Nikki Nix, Midlothian ISD secondary education director, said the old JR Irvin Elementary school will be repurposed to accommodate upper-level career and technology courses. This will allow students to get real-world hands-on experience in the fields they are interested in.
"It's really about connecting kids to their careers, igniting that passion inside of them and giving that opportunity to explore that in high school," she said.
The building renovation is currently in the design phase and students will be able to start their career-based classes in the space in two years.
The center will be used by juniors and seniors while underclassmen will start their CTE courses at their home campuses.
The available courses include agriculture, business management, health science and information technology to name a few.
CTE classes are used to help students realize what they want to do, even if that means they don’t need a traditional college degree, Nix noted. She and other organizers are looking at the job demands in the metroplex and the state to make sure those align with the repurpose.
In the metroplex, corporate headquarters, health care and digital technology industries are growing. In the state, the focus is on business management, information technology and health science.
"We need to make sure we are graduating kids that can go into that workforce and fill those jobs,” Nix said.
The district currently offers CTE classes at Midlothian Heritage High School and Midlothian High School. Many of the courses are duplicated except the culinary, aerospace and civil engineering programs. The culinary classes and civil engineering classes are available at Midlothian High School while aerospace is offered at Heritage.
Nix added the two high schools can come together in the new space.
The culinary arts program, for instance, will be available to both high schools in a mutual location.
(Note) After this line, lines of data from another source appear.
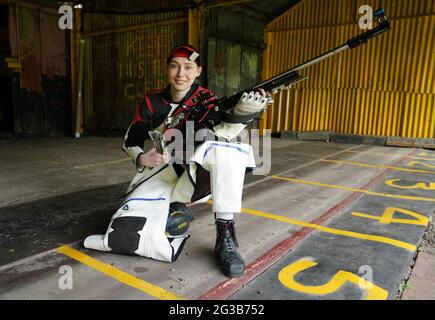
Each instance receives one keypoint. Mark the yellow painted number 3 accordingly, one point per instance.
(286, 276)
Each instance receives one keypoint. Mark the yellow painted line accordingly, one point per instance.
(387, 195)
(390, 155)
(119, 275)
(357, 235)
(367, 165)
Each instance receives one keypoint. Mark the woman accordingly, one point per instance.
(216, 169)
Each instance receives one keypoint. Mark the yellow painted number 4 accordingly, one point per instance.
(286, 276)
(389, 212)
(420, 185)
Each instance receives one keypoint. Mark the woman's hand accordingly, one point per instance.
(152, 158)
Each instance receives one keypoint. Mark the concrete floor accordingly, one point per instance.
(313, 206)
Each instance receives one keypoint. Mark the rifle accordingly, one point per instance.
(292, 76)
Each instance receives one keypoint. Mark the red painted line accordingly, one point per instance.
(227, 288)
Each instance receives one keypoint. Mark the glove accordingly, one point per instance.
(250, 103)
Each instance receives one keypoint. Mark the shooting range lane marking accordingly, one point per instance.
(355, 189)
(359, 164)
(227, 288)
(119, 275)
(63, 168)
(390, 155)
(101, 163)
(352, 234)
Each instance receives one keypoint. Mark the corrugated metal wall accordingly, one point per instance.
(234, 51)
(386, 87)
(40, 87)
(120, 67)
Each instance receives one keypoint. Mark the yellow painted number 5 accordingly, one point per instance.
(286, 276)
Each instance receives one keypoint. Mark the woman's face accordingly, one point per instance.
(181, 73)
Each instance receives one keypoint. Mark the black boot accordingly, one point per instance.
(226, 252)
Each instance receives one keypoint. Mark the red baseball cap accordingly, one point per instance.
(184, 51)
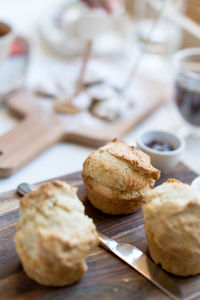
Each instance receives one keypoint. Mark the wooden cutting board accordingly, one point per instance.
(107, 275)
(41, 127)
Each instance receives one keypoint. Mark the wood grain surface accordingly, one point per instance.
(107, 277)
(41, 126)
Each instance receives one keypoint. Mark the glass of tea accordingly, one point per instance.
(187, 86)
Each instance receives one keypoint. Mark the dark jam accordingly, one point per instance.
(188, 103)
(159, 146)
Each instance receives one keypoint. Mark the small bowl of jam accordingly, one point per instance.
(164, 148)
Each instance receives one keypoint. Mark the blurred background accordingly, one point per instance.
(139, 38)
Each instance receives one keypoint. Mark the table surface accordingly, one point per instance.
(66, 158)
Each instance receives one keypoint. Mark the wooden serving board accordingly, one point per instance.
(41, 127)
(107, 277)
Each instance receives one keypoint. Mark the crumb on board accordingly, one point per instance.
(126, 280)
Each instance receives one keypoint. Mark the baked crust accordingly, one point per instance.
(172, 224)
(115, 177)
(54, 235)
(111, 201)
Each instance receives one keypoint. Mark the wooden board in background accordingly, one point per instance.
(41, 127)
(105, 279)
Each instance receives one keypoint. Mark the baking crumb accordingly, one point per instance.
(126, 280)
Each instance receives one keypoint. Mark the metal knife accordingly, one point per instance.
(133, 257)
The space will also allow students to work in an industrial kitchen and get their certification before they even graduate, she noted.
With the industrial-sized kitchen, students will run a bistro-style cafe which will be open to the public, Nix added.
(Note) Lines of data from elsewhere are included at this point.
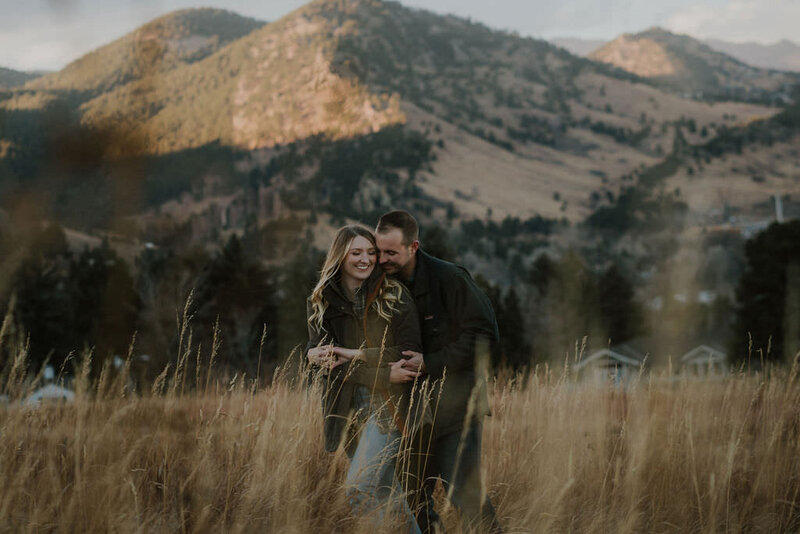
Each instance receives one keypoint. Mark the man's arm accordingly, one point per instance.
(405, 331)
(474, 320)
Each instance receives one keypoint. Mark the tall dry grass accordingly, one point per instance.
(226, 456)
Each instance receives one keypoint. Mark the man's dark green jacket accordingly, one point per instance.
(458, 328)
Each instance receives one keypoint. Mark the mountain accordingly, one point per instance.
(173, 40)
(684, 64)
(783, 55)
(346, 107)
(577, 46)
(12, 78)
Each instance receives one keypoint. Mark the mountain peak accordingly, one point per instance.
(174, 39)
(684, 63)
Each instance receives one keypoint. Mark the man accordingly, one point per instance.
(458, 325)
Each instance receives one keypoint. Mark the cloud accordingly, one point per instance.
(739, 20)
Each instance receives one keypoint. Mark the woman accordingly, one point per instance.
(359, 322)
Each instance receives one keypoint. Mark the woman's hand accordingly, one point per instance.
(399, 374)
(348, 354)
(322, 355)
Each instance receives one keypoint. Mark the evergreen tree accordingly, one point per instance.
(768, 294)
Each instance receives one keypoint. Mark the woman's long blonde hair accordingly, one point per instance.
(388, 295)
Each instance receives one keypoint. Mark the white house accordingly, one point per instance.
(49, 393)
(705, 361)
(617, 364)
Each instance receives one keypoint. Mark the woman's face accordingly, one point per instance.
(359, 261)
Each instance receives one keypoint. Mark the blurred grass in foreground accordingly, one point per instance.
(225, 455)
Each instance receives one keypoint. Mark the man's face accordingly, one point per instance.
(394, 256)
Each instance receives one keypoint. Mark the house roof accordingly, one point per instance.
(704, 351)
(49, 392)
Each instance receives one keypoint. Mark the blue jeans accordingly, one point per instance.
(371, 483)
"We wanted to provide students the opp to be in a real industrial kitchen," she said.
Another example of the programs that will be offered following the repurpose is INCubatoredu, which is modeled after the show “Shark Tank.”
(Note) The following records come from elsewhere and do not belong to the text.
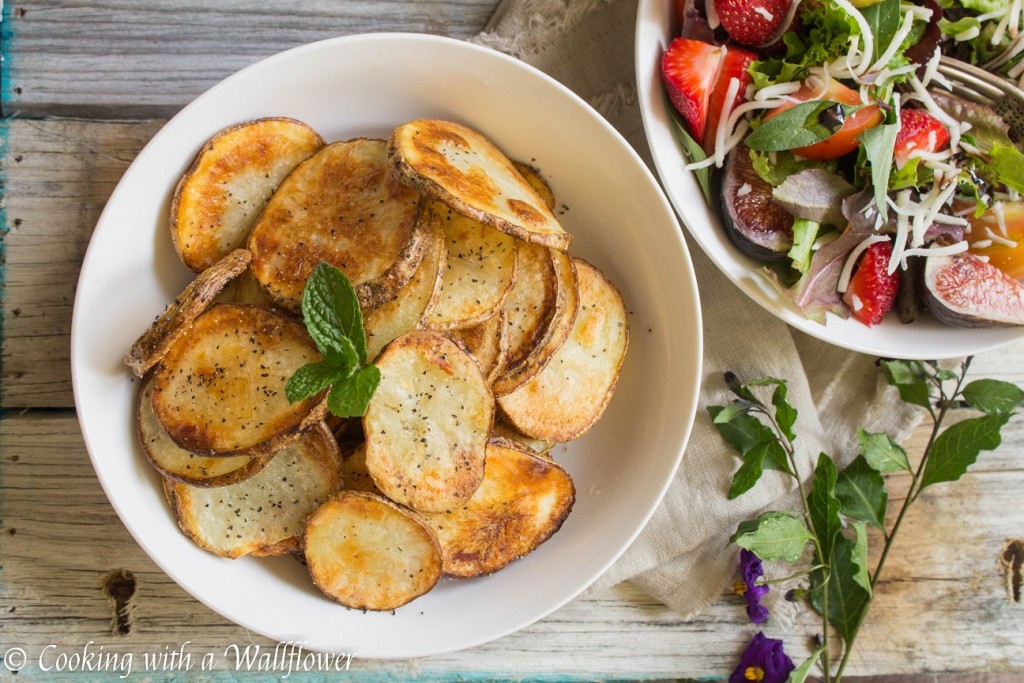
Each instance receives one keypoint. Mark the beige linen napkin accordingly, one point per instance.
(682, 556)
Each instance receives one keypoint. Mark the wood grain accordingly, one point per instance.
(130, 59)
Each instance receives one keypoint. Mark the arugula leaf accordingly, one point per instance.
(796, 127)
(861, 493)
(823, 506)
(879, 143)
(882, 453)
(773, 536)
(993, 396)
(334, 319)
(957, 447)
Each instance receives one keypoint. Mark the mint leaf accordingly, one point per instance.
(882, 453)
(848, 600)
(313, 378)
(861, 493)
(859, 556)
(823, 506)
(331, 309)
(773, 536)
(349, 397)
(993, 396)
(957, 447)
(796, 127)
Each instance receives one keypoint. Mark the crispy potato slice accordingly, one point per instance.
(481, 266)
(466, 171)
(368, 553)
(428, 422)
(266, 513)
(219, 199)
(571, 392)
(404, 312)
(539, 446)
(353, 468)
(537, 181)
(181, 465)
(176, 318)
(487, 342)
(220, 390)
(566, 306)
(343, 207)
(522, 501)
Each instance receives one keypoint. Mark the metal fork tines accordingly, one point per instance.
(980, 86)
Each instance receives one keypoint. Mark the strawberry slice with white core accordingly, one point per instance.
(689, 70)
(919, 131)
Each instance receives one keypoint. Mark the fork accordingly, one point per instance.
(980, 86)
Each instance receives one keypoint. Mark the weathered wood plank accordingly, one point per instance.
(943, 596)
(123, 58)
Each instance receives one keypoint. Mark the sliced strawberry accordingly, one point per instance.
(872, 291)
(734, 65)
(688, 70)
(918, 131)
(753, 23)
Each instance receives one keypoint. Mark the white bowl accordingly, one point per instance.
(926, 338)
(366, 85)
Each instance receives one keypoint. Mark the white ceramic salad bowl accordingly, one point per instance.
(926, 338)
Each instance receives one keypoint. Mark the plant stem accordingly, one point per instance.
(911, 495)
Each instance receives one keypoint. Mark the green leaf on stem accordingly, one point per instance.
(957, 447)
(910, 378)
(800, 674)
(823, 506)
(861, 493)
(993, 396)
(859, 556)
(773, 536)
(882, 453)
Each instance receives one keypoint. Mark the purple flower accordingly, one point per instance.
(751, 568)
(763, 662)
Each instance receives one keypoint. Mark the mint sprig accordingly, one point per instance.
(842, 503)
(334, 319)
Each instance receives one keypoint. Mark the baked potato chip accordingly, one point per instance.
(571, 392)
(487, 343)
(538, 182)
(566, 305)
(481, 264)
(466, 171)
(354, 472)
(343, 207)
(522, 501)
(266, 513)
(404, 312)
(219, 199)
(181, 465)
(174, 322)
(368, 553)
(428, 422)
(220, 390)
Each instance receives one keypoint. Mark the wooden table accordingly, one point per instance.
(84, 87)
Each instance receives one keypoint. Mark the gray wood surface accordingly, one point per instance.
(123, 67)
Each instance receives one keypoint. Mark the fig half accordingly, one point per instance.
(965, 291)
(757, 225)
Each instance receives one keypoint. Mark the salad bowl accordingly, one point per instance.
(924, 339)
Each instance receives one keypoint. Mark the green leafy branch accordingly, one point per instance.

INCubatoredu will allow students to identify a problem in the community and start working with a mentor weekly to develop a product or service to fix that problem, Nix said.
She explained the students will then pitch the product during the spring of their junior year to investors who will decide if they receive seed money to complete their project.
"We knew we needed to connect our students to the community,” Nix noted.
District officials are currently contacting local business owners to assist in the development of the entire CTE program once the repurpose is completely renovated, Nix said. She also noted officials spoke about the need to mentors, coaches and donors during an innovators breakfast.
Jason Jacobus, vice president of sales at Buckley Oil Company, said — from a business perspective — this will set students apart.
He said the CTE courses and the center will create differentiated experiences between students that will make them hireable.
"What you did in sports or standardized testing isn’t even going to get you a phone interview," Jacobus noted.
This will also allow the business to be an active participant in the community, he said.
"We want to make sure we are involved in the community,” he said. “We want to be part of a program that I would love to send my kids through and I would love to hire employees out of."
While taking these courses and working with business leaders, students can also take career-based core required classes. For example, instead of taking a basic English class, students can take business English to fill that graduation requirement, Nix said.
Midlothian ISD Superintendent Dr. Lane Ledbetter said student value isn’t based on a standardized test but on preparing them for the futures they want to have.
He noted that many jobs they will need to fill may not even exist yet, so the goal is to make the district’s students problem solvers.
The district needs its students to be adaptable and agile, Ledbetter said. The repurpose will help with that by creating a space similar to what they will encounter after graduation.
“We don't focus on preparing them for a test. You won't hear us in Midlothian ISD talking about state accountability, rankings of our schools, grades of our schools,” he said. “It's not about that for us. It's about preparing them."